Piling on similarly inflammatory accusations on Apple’s behalf, Microsoft claims that Google has been ignoring a privacy safeguard in its Internet Explorer 9 browser, which is meant to help users prevent advertisers from placing tracking files on their computers.
"When the IE team heard that Google had bypassed user privacy settings on Safari, we asked ourselves a simple question: Is Google circumventing the privacy preferences of Internet Explorer users too?" Dean Hachamovitch, Microsoft's vice president of Internet Explorer, wrote in a blog post. "We’ve discovered the answer is yes."
In other words, “Microsoft left a big privacy loophole in its Internet Explorer browser and is now going after Google for driving a truck through it,” writes the Los Angeles Times.
“Under the guise of transparency, Google is actually bypassing a privacy setting put in place by a major competitor,” scolds Business Insider. “Sneaky!”
Yet, “Google's senior vice president of communications and policy, Rachel Whetstone, countered in an emailed statement that Microsoft's policy is ‘widely non-operational,’” reports Computerworld. “Newer cookie-based features are broken by the Microsoft implementation in IE, Google said.”
Google’s “response also points to other offenders, citing a 2010 Carnegie Mellon research paper,” writes The Verge. “Google's also specifically bringing Facebook and Amazon into the fracas, citing their similar use of the P3P bypass.”
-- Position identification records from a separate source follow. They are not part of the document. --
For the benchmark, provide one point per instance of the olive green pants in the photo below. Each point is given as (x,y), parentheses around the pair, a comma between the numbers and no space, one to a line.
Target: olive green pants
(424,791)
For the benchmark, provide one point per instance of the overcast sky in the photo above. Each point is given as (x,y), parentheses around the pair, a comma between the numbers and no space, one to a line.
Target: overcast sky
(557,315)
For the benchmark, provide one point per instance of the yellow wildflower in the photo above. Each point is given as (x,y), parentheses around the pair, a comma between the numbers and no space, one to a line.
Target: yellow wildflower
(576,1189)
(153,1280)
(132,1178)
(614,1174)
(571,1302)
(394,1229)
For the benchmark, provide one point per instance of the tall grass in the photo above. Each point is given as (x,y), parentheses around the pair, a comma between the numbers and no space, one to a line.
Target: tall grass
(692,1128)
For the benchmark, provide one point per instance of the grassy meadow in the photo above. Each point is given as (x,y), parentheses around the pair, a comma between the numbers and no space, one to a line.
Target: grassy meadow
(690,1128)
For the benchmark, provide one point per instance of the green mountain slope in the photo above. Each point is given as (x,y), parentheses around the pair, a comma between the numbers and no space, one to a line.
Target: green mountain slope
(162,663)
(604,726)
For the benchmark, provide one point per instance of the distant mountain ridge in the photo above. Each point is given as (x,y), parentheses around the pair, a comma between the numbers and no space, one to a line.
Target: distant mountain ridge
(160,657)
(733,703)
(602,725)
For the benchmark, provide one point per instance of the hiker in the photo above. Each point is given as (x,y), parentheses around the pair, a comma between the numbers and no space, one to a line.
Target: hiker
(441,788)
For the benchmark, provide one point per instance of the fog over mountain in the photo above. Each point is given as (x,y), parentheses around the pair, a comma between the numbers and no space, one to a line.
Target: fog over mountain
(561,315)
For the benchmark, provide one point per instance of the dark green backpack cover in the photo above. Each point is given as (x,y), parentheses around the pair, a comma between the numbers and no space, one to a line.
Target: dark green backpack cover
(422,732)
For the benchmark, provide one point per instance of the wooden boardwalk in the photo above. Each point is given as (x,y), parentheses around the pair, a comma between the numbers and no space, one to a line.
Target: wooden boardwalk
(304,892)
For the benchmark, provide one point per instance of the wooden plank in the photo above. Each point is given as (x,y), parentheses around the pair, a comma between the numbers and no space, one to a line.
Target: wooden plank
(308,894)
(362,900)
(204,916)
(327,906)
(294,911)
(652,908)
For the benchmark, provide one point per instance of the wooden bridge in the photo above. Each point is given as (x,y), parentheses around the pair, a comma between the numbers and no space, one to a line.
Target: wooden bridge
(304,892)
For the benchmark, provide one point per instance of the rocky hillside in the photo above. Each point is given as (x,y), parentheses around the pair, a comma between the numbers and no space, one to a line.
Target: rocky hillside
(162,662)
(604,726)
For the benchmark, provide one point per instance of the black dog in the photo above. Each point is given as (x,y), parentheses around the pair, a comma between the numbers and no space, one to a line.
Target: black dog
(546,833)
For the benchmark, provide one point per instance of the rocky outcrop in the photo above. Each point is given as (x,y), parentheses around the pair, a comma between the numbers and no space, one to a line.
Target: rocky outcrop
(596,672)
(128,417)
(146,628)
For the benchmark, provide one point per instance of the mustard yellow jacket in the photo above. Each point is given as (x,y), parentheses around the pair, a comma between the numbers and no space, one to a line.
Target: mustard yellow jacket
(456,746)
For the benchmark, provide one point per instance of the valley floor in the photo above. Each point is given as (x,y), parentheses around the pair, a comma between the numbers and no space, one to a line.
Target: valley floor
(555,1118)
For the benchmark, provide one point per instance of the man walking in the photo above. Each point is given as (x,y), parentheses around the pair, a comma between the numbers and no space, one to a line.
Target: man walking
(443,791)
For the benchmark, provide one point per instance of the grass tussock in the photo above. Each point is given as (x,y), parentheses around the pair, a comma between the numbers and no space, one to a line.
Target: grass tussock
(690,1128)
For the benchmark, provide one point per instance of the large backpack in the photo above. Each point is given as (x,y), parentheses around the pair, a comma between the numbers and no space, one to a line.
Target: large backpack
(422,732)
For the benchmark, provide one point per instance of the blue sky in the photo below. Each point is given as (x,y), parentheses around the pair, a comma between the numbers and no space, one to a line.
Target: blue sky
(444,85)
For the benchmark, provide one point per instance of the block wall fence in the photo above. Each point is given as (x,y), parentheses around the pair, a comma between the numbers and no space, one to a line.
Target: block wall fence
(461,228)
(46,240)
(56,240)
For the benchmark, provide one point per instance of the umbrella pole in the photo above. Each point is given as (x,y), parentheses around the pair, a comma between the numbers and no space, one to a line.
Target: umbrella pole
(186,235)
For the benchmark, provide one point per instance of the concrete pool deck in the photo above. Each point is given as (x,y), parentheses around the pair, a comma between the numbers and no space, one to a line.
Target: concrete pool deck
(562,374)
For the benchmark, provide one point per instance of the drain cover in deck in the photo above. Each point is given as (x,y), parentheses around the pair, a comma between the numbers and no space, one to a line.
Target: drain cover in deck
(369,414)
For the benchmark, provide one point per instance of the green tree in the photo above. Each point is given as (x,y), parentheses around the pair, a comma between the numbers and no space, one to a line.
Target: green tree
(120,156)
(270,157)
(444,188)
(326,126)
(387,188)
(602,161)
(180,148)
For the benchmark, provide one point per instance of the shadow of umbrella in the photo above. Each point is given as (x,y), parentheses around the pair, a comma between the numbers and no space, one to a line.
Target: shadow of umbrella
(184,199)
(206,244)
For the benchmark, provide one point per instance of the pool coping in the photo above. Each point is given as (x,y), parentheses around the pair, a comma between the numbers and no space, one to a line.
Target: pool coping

“Many companies are taking advantage of Internet Explorer’s poor cookie blocking implementation for their own purposes,” according to ZDNet. “Their excuse is that [Privacy Preferences Project -- a protocol allowing websites to declare their intended use of information they collect about browsing users] is dead and IE’s cookie blocking would break their Web site, so they just work around the browser’s privacy controls.”
Meanwhile, Microsoft has recently taken any opportunity to bash rival Google, as CNet notes. “Microsoft slammed Google earlier this week after The Wall Street Journal reported that Google had sidestepped Safari user privacy settings to track Internet users,” it writes.